To make fingerprints detectable by fluorescence under these conditions, time-resolved techniques can be employed. Their details are left to the references. The feasibility of time-resolved fingerprint imaging was demonstrated by Menzel as early as 1979, but the technology to produce a practical instrument was not available then. Worse still, a range of fingerprint treatments that would produce luminescences with long lifetimes, as required in time-resolved imaging, did not exist either. With the advent of microchannel plate image intensifiers in the mid-1980s, it became possible to construct instruments that had practicality potential. By the early 1990s, the instrumentation issue was largely under control. The accompanying fingerprint treatment issue took longer to come to grips with. By the late 1980s, researchers began to gravitate toward europium-based fingerprint treatments because europium luminesces with an exceptionally long lifetime. By the mid-1990s, luminescent europium powders and staining dyes had materialized.

The chemical development of fingerprints, akin to ninhydrin, especially for old fingerprints, was more recalcitrant. That chemistry is now in hand as well, using SYPRO Rose Plus Protein Blot Stain, although, no doubt, improvements in europium-based chemical fingerprint processing remain desirable.

Although much progress has been made in the time-resolved methodology, several factors have so far mitigated against its adoption by law enforcement. The main one is the complexity of the instrumentation, which calls for a highly trained operator. Instrument cost is an issue as well. Furthermore, specialized fingerprint treatments pertain that otherwise would not be used.

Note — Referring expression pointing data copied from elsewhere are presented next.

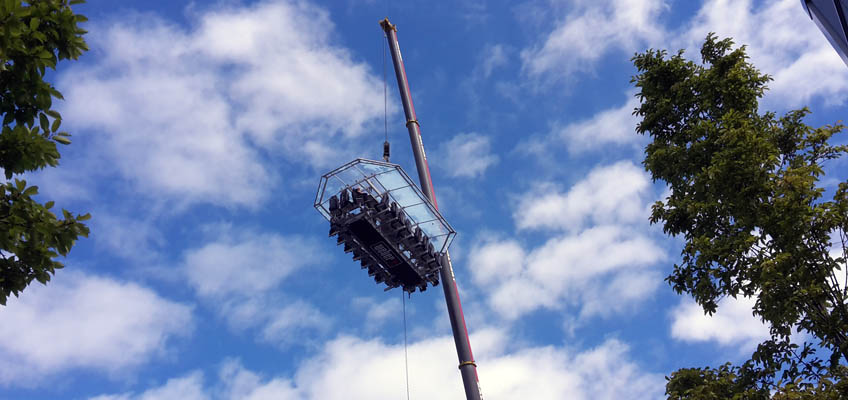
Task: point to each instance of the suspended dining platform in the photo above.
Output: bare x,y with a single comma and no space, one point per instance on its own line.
378,214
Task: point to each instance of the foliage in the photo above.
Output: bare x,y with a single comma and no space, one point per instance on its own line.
747,199
34,36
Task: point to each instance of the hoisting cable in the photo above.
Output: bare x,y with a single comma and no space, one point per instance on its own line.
405,355
386,149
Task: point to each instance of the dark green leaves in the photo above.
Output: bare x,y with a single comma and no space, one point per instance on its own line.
747,199
34,36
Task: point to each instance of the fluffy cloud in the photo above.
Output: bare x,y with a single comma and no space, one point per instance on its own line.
239,272
600,265
782,41
377,312
191,114
611,127
373,370
467,155
612,193
189,387
790,48
589,31
732,325
82,321
602,270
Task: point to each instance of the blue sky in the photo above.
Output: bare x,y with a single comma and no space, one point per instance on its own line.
201,130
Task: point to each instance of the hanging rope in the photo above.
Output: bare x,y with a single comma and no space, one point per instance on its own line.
386,149
405,355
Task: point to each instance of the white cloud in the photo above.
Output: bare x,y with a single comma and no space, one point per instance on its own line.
782,41
189,114
494,56
467,155
377,312
81,321
189,387
611,193
732,324
602,270
244,262
239,274
610,127
599,261
373,370
589,31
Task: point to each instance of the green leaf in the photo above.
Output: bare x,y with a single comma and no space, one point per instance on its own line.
44,122
56,123
31,191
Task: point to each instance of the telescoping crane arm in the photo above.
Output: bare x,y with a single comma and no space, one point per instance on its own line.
467,366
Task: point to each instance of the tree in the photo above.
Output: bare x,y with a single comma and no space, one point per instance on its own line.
34,36
746,196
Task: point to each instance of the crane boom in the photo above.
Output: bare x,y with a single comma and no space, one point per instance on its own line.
467,366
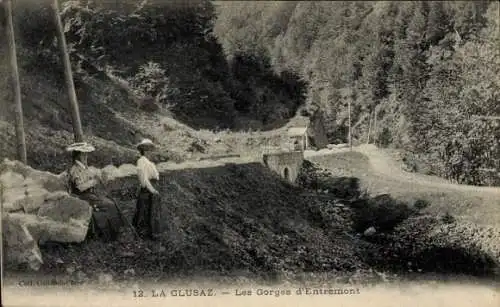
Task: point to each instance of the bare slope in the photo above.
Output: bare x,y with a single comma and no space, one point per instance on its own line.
232,219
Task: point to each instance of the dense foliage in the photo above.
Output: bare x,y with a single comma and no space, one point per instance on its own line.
165,51
416,73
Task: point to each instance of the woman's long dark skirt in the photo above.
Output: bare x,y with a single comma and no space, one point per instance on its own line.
106,222
147,215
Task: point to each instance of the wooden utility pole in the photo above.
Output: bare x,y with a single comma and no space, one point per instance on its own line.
73,102
369,128
19,122
375,125
350,126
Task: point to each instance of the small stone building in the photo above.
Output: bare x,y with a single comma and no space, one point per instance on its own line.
299,138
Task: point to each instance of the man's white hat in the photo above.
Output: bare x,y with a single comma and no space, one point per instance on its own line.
146,143
81,147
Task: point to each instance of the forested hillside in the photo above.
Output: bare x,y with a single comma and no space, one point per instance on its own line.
416,73
136,65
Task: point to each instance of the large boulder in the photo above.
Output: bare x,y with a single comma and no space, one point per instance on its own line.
31,177
19,245
37,209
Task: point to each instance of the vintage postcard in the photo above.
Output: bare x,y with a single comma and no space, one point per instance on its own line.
249,153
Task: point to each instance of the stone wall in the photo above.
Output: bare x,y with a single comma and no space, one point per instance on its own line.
285,164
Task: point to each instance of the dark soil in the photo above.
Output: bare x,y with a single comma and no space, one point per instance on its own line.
243,221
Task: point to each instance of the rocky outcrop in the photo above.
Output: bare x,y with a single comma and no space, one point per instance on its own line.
36,209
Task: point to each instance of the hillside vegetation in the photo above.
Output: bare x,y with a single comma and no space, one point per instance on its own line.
416,73
150,69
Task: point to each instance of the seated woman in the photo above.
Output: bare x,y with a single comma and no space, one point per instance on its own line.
106,221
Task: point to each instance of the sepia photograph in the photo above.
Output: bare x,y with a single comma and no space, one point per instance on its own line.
253,153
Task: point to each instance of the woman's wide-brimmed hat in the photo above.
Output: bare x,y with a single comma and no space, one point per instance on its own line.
145,144
80,147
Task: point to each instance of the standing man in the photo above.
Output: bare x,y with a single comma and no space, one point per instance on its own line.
106,222
146,219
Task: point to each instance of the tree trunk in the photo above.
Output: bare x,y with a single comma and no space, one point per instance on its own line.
19,122
350,126
369,128
73,103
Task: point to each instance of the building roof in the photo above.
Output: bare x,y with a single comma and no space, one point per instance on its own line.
297,131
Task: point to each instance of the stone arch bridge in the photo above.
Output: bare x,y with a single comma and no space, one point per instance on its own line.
285,164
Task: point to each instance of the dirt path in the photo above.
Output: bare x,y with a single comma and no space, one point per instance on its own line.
383,164
381,173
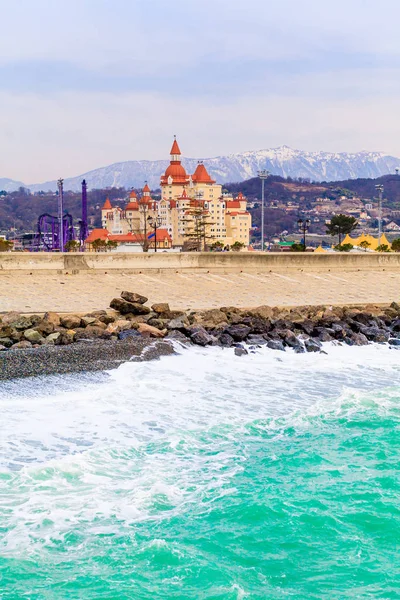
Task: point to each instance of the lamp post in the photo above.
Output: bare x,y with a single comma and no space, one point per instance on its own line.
155,222
60,184
263,175
379,188
304,225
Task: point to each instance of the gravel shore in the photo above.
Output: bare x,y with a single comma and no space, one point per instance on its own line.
97,355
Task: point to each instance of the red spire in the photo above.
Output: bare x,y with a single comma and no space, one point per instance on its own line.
175,148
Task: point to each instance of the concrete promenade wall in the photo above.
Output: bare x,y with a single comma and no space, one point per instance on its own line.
195,262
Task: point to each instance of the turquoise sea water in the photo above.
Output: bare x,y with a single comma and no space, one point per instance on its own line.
205,476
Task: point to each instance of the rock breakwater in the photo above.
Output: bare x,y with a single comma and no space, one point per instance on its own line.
303,329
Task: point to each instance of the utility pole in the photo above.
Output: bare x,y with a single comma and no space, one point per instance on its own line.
379,188
263,175
60,183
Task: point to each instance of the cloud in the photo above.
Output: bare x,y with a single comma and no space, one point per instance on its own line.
91,82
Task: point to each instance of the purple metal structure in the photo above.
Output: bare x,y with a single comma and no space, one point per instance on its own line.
53,233
49,236
83,225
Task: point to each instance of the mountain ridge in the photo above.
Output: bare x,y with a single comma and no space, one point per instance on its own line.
283,161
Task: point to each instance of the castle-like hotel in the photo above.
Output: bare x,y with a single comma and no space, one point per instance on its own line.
192,213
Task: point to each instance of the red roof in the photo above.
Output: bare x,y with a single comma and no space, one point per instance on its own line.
175,148
97,234
201,175
232,204
161,235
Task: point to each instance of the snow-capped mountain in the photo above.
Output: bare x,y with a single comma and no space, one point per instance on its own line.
283,161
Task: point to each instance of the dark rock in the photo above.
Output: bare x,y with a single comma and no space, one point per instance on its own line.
128,333
226,340
161,308
107,319
125,307
307,326
238,332
181,323
358,339
202,338
290,339
240,351
71,321
312,345
299,349
276,345
375,334
175,334
91,332
256,339
134,298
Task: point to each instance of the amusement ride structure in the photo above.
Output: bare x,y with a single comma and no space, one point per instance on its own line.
54,232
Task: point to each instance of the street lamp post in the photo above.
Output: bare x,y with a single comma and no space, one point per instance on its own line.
263,175
379,189
304,225
155,222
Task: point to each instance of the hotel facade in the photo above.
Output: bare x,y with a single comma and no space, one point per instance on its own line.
192,213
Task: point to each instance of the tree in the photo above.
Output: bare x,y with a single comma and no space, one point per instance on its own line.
297,247
365,244
396,245
341,225
111,244
6,245
71,245
237,246
344,247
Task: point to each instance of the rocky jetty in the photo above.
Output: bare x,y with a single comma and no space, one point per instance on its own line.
303,328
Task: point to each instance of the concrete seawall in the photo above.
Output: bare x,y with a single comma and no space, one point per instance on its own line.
254,262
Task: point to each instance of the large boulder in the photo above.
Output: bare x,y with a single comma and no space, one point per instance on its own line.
202,338
312,345
180,323
238,332
276,345
11,317
53,318
125,307
119,325
71,321
134,297
148,331
128,333
161,308
33,336
210,318
91,332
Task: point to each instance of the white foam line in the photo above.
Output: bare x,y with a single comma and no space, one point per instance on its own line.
287,278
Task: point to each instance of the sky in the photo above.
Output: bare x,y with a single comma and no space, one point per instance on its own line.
86,83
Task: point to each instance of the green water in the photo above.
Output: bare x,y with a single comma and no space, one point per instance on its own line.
298,505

An instrumentation design change reported in 2004 by Menzel and Menzel makes for a system that is much simpler and cheaper than the earlier ones, and even shows portability potential. The expensive computer controlled intensified and gateable CCD camera of earlier instruments is eliminated altogether and is replaced by the human eye for the observation of the time-resolved fingerprint. Most any garden variety photographic camera can then be employed for the recording of the fingerprint. The system still uses a laser, but one can foresee a further simplification and cost saving by replacing the laser with an electronically controlled array of light-emitting diodes (LEDs). The LED technology has matured greatly in recent years, such that such controlled arrays are now available. One can thus envision miniaturizing the instrument to where it may be worn at the crime scene, much like night vision goggles. It should be emphasized, though, that the instrumentation is still wedded to the europium-based fingerprint treatment strategy.

Even though the time-resolved fluorescence detection of fingerprints is not entirely mature yet, there is little doubt that in time it will become part of the fingerprint examiner’s arsenal.